Mr. Vincent had arranged that while he was away his two-hundred-a-year should be paid to Margaret. The five hundred pounds legacy, of which he had spoken, would, he knew, be more than sufficient for his travelling needs. The payment of the little income to Margaret had been Mrs. Vincent's suggestion. "You see, I shall not want it," she said, "and it will be better for her to have it. Then if anything happens while you are gone it will be there, and if not she'll save it, and when you come back we'll do something with it." Margaret was only told of this after her father's departure.
"You'll feel quite rich," her mother said.
"Why, yes," Margaret answered, and in truth it seemed like a fortune laid at her feet. "You and I might go a-travelling, mother darling."
But Mrs. Vincent shook her head. "I'm better at home," she replied; "travelling is not for old people."
Then, not as if she had generated the thought in her own mind, but as if it had come stealing to her over the Surrey hills from the city far away, Margaret wondered what it would feel like to go to London by herself, to be among the people there, to see the streets and hear the rumble of the traffic, to live alone, as Miss Hunstan did, in white-and-blue rooms in a quaint old street with a gray-haired woman to wait on her, and, above all, to do something outside in the open. She had come to see that there was a high-road through the world along which people worked their way. She had been thinking of it a great deal lately. Moreover, the fascination of the theatre had laid hold of her. All things had a beginning, she thought; the actress who played Constance in "King John," though her tones had seemed to come from a heart that had only to feel keenly to produce them, had once made a beginning. What a wonderful thing it must be to make anything, or to do anything that was counted in the world! If only she had been older, or had talked it over with her father, or if some strange and hard necessity were to overtake her and drive her onward, she felt as if hidden capacities might develop themselves and strength come to her. It was only a dream, of course, but the dream was a refuge from Hannah, and a retreat to which she could hurry at will; it was even better than books. After all, it was only the things that people had heard and seen and thought that were gathered up and put into books; but if she went out into the world she might get them at first-hand for herself. "I want to know things," she had said to her father that morning in London; "I want to know things, and to do them," she cried to herself, one afternoon in the woods, and amid the stillness of the coming summer at Chidhurst. Since her father went away she had drawn very close to nature beneath the great elms of her cathedral. The mysteries and immensities about her seemed to whisper secrets concerning the world that she longed to understand.

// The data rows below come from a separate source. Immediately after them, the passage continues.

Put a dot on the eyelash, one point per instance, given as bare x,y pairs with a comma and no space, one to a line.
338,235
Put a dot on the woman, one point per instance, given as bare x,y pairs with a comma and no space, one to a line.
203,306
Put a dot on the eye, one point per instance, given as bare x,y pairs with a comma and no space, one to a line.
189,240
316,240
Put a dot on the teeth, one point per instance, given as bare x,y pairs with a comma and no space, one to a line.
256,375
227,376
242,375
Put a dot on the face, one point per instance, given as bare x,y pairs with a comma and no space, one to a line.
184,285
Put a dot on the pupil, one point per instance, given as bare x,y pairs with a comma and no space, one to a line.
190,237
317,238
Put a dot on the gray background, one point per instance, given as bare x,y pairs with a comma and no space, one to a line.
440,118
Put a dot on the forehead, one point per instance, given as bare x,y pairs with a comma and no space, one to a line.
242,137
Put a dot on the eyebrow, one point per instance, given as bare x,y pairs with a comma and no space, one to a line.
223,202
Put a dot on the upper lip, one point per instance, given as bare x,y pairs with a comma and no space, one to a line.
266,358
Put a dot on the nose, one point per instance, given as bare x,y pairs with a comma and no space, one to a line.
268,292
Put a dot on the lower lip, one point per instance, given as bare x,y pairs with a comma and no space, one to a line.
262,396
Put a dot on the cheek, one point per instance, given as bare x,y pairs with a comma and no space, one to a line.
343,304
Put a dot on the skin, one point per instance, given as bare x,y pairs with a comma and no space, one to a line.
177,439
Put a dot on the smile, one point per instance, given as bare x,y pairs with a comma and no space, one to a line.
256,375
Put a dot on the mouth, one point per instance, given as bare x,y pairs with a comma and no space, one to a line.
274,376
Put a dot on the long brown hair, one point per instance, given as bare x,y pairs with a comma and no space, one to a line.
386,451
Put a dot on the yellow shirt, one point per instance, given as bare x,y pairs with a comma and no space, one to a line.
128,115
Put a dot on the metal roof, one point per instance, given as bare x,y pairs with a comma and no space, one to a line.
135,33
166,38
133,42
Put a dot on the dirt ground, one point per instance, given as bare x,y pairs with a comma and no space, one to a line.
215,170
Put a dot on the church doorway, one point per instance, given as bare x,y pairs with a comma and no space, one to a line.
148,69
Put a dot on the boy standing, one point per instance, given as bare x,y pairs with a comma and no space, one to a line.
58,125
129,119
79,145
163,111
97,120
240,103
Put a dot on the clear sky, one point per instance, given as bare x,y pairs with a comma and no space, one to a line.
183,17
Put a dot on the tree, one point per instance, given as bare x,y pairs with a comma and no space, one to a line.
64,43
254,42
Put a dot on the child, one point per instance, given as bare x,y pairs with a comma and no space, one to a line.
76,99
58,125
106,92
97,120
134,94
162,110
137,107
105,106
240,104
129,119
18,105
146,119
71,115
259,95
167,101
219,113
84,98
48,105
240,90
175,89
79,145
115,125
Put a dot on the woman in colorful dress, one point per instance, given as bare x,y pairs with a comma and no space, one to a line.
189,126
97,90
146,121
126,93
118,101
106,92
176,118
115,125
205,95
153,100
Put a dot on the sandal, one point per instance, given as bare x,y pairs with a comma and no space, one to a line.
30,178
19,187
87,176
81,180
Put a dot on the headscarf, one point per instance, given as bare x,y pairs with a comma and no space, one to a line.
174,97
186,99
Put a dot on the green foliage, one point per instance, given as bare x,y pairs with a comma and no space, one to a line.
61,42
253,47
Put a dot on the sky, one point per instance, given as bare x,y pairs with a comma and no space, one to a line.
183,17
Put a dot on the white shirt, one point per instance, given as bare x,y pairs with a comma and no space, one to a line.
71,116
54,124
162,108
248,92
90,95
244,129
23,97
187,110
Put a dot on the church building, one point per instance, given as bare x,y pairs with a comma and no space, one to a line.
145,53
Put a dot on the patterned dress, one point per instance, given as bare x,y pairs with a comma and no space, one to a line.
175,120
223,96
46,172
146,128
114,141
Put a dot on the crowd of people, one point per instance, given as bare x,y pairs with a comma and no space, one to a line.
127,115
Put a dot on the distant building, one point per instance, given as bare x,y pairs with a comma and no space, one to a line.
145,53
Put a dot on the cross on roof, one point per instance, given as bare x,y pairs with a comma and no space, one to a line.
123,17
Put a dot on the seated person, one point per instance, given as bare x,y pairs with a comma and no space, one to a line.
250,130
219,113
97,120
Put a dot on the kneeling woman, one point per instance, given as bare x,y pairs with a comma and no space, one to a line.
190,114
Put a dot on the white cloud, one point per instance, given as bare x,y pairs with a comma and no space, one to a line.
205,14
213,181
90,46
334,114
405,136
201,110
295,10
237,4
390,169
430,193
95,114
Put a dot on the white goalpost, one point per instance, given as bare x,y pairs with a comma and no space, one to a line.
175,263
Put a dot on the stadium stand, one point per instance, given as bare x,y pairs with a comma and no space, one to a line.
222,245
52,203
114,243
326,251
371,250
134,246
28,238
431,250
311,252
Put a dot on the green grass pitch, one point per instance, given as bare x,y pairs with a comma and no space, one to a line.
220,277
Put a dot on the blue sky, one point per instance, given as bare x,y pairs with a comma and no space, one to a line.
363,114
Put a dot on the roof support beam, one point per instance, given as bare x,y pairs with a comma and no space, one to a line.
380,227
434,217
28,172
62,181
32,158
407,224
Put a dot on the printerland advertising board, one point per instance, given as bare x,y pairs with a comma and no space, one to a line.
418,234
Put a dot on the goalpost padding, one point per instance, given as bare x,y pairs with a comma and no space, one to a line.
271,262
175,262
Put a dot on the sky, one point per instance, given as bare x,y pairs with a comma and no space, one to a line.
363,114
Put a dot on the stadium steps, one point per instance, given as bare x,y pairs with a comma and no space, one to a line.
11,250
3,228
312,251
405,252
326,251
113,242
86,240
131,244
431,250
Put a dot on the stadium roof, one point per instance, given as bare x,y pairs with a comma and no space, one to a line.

Nearly six weeks since her father went, and, except for the coming and going of Mr. Garratt, life had virtually stood still at Woodside Farm. "If only Sir George Stringer would arrive," she said to herself one afternoon, "I should feel as if it were the beginning of a new chapter." She had not ventured to look at the house on the hill for the last day or two, but she would go now, she thought—something told her there would be news. "I will go this very minute," she cried, "and then if there is no sign I will wait a whole week."
She went quickly through a copse and growth of underwood, over a ditch into the fields, across the fields and out by the church to the road. She saw in a moment that the gates of the house were open and her heart gave a bound. He was coming, perhaps he had come already, and would know something about Tom Carringford. She went a few steps up the drive, between the larches and the fir-trees with the little monthly rose bushes in front, and wondered if she dared go up to the house and ask for him—her father's old friend would hardly take it amiss. Then she met the handy man who looked after the garden. Sir George had come the night before, he told her—come for a week, but he was out; drove away in a fly, to see some of the country round-about, most likely.
Margaret went out of the gate with a smile on her lips, to find herself face to face with Mr. Garratt on his steed. He was ambling past cautiously, not in the least expecting to see her, but the moment he did he pulled himself up and tried to look smart and unconcerned. She laughed and nodded to him because she was so happy, and because it amused her to see Hannah's sweetheart riding by supremely satisfied with himself, and his spats, and his crop, and bowler hat. He tugged at his mustache when he saw Margaret, and lifted his hat with a little flourish.
"Why, Mr. Garratt," she said, "I didn't know you!"
He was delighted at her manner; he took it as a tribute to his improved appearance; he held his reins tightly and swayed about a little in his saddle, as if his steed were restive.